In light of the recent Tin House submissions controversy, maybe you’ll enjoy this brief exchange between ZYZZYVA editor Howard Junker and an anonymous author [my correction: she was not a former student of Junker’s as I had previously posted, but rather a writer he had published at one time] who required her class to submit their stories to literary magazines.
In April, the author wrote him to let him know that she had required her creative writing class to submit stories to magazines, and some of the class had decided to submit to ZYZZYVA. Junker posted her message on ZYZZYVASPEAKS, which begins
I thought I’d give you a tiny warning that you may have a bunch of submissions coming in from my students. This semester I am teaching a “Writing for the Professional Market” class, an upper level course in publishing, consisting of creative writing majors. For their final in the class, they must submit a story to a journal of their choice: their very first submission.

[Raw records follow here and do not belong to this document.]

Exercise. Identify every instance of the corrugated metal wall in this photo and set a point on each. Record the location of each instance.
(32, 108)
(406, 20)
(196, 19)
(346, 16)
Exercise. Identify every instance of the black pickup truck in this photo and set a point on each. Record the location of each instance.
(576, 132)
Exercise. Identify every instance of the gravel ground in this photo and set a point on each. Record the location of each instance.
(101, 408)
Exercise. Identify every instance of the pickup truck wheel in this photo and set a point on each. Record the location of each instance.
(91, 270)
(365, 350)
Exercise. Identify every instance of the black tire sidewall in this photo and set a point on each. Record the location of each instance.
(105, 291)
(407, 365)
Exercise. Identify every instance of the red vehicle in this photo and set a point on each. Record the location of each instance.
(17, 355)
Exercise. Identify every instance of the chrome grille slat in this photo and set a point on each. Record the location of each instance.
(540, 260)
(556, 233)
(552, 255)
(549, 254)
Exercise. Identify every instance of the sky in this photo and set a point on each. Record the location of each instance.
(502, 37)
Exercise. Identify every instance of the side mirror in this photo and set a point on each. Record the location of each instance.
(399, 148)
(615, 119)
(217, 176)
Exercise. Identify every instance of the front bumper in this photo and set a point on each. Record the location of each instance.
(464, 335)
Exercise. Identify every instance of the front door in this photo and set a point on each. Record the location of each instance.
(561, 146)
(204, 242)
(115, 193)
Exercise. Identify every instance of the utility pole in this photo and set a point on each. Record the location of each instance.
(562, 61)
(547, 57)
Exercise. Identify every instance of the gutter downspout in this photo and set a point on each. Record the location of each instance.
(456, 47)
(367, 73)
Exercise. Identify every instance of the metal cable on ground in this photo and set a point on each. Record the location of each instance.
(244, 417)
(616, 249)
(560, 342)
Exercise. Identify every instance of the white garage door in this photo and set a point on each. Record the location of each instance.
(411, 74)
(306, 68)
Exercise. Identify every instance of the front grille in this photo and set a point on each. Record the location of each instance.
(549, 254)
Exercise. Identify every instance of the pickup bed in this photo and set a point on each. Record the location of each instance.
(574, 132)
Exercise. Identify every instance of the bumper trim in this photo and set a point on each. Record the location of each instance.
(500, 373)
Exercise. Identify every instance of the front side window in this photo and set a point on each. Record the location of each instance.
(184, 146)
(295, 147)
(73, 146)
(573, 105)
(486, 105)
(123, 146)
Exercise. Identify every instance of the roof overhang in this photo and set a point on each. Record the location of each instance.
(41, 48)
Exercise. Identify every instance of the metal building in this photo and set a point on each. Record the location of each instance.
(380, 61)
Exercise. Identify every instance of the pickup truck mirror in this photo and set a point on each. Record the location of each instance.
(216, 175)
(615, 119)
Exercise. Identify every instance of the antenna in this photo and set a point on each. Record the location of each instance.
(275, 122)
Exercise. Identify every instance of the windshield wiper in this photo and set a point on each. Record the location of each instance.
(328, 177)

In the same post, he replied with a few questions, one of which was
what right do you have to use me (or any other editor) in this way—as the brunt of your homework?
Several months passed before the teacher discovered Junker’s post (I’m unclear as to whether or not Junker replied to her original message; there doesn’t seem to have been a ‘dialogue’ between them in the meantime). Anyhow, she wrote him back, and Junker again posted her message, in which she justified the assignment by saying
My intention for having them submit was largely to expose them to literary journals. Most of my students (and most undergraduate university students, I think) had never even picked up a literary journal. Assigning them to submit at the end of the semester: a) forced them to treat their stories with a bit more seriousness than usual, since they knew that someone would be reading them besides their classmates, b) encouraged them to thoughtfully read and consider the literary journal they wanted to submit to, and c) gave them the actual experience of putting a submission together.
No word as to how or if Junker responded, though his brief note at the top of the most recent post probably sums up his position:
Creative writing is an act of free will; by definition, it cannot be done on assignment.